Tibet: Start of Talks in Beijing

Representatives of the Tibetan government-in-exile arrived in China Wednesday to resume the talks on Tibet. Meanwhile the Tibetan Youth Congress began an indefinite hunger strike in Turin, Italy, the winter Olympics city
The fifth round of talks between the Chinese authorities and the envoys of exiled Tibetan leader the Dalai Lama started in Beijing even as Tibetan supporters began a hunger strike in Italy.

Lodi Gyaltsen Gyari, special envoy of the Dalai Lama, accompanied by senior aide Kelsang Gyaltsen and other representatives of the Tibetan government-in-exile arrived in China Wednesday to resume the talks on Tibet that started in 2002.

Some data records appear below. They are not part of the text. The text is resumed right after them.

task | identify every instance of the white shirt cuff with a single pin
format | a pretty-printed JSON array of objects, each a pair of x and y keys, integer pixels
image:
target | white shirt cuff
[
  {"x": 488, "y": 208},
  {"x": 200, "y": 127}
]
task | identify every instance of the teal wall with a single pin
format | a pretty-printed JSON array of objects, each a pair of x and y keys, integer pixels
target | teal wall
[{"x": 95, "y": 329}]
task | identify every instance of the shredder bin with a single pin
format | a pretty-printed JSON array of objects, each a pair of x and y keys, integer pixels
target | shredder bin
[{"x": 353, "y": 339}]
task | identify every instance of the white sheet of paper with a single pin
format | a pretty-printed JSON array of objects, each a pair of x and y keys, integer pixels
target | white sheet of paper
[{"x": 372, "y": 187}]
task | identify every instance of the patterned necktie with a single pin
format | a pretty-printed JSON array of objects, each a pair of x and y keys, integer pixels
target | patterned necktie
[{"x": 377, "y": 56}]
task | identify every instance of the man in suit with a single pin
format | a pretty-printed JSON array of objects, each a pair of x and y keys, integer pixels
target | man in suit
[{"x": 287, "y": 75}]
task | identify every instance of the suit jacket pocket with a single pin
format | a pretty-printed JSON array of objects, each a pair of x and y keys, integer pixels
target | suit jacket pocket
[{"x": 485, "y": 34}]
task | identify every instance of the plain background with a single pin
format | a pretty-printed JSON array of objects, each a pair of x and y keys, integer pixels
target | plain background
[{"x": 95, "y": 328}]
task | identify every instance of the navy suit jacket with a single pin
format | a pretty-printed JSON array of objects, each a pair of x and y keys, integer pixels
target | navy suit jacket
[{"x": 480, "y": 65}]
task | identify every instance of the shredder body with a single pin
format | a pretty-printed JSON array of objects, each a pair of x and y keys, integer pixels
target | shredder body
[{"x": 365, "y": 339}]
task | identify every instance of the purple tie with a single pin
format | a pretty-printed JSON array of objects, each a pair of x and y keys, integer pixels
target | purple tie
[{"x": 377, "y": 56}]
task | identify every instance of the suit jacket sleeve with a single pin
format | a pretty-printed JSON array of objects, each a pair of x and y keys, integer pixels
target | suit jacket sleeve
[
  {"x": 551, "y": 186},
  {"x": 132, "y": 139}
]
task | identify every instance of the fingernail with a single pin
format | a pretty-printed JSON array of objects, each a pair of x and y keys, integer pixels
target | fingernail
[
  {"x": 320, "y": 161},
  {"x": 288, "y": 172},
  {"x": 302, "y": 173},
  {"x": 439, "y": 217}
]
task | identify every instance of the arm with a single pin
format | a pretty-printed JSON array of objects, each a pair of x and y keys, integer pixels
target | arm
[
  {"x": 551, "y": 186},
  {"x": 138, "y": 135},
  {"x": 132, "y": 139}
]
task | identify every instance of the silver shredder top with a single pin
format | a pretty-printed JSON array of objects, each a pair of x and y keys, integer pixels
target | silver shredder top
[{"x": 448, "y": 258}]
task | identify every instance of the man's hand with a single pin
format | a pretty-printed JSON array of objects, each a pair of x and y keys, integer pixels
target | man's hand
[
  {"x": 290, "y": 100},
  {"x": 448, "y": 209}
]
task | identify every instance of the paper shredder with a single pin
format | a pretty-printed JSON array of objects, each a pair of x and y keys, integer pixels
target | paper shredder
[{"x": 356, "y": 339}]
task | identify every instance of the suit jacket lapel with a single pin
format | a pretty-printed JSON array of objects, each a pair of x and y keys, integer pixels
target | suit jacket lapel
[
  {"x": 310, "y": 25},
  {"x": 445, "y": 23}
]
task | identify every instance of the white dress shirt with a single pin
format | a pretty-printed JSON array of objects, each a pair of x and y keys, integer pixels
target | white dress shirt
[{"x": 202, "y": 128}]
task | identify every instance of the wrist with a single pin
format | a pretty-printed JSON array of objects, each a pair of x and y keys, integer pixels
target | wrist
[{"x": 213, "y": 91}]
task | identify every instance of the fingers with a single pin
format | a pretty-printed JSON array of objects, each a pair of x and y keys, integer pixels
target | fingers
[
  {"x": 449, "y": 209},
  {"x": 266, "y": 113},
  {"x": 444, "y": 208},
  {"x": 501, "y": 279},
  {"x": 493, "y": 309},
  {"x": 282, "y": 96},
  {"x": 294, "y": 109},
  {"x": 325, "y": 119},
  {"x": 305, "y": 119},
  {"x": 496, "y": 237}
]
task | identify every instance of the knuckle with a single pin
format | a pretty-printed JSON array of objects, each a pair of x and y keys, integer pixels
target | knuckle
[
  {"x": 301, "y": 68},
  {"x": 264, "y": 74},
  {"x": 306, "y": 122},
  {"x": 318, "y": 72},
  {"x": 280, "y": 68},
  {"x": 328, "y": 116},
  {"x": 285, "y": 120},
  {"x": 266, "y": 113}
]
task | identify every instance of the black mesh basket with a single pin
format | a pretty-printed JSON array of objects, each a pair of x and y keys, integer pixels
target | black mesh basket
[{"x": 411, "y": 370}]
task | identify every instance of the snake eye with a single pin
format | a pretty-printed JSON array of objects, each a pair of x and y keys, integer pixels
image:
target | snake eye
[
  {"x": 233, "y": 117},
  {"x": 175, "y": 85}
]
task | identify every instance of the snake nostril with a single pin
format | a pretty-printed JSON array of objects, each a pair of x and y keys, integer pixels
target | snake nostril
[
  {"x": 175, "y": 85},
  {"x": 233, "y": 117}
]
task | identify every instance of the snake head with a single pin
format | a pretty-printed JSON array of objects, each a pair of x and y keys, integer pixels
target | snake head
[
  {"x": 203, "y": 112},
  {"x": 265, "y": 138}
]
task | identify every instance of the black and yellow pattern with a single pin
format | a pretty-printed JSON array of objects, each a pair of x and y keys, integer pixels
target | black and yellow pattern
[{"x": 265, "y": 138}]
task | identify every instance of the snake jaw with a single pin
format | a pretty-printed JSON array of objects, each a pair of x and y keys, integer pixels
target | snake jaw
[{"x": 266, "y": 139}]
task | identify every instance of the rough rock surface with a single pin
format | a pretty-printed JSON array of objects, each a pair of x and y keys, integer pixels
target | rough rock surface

Even as the talks began in Beijing, the Tibetan Youth Congress began an indefinite hunger strike in Turin, Italy, where the winter Olympics are being held.

The protestors are asking the Olympic organizers not to hold the games in China till Tibet is freed. Beijing has won the bid to host the Olympics in 2008.

Although the Dalai Lama, the 70-year-old leader revered as the "god-king" by Tibetans, headed for Israel, the envoys received their final instructions from him Monday in India's Bodh Gaya city.

The office of the exiled leader said the Nobel peace laureate was pleased that the present round of talks had resumed.

"For the last four meetings, the envoys have had very candid and serious discussion with their counterparts in the Chinese leadership," a statement issued by the Dalai Lama's office in India said.

Both sides would discuss the issue of greater autonomy of Tibet though Tibet watchers say there have not been any signs of progress.

China occupied Tibet in 1951 and, after a failed revolt, the Dalai Lama fled into exile in India in 1959.

In 1965, China reshuffled the conquered territory, creating the Tibet Autonomous Region (T.A.R.), which is about one-third of the size of the original kingdom.

The Dalai Lama, who won the Nobel peace prize in 1989 for his peaceful movement to free Tibet, has since then given up the demand for freedom. Now the septuagenarian leader is pressing for autonomy for Tibet with freedom to retain its traditional culture and religion.

However communist China, which has declared T.A.R. to be its inalienable part, has been continuing with its crackdown on Buddhist monks and nuns for revering the photograph of the Dalai Lama and refusing to abjure him as their leader.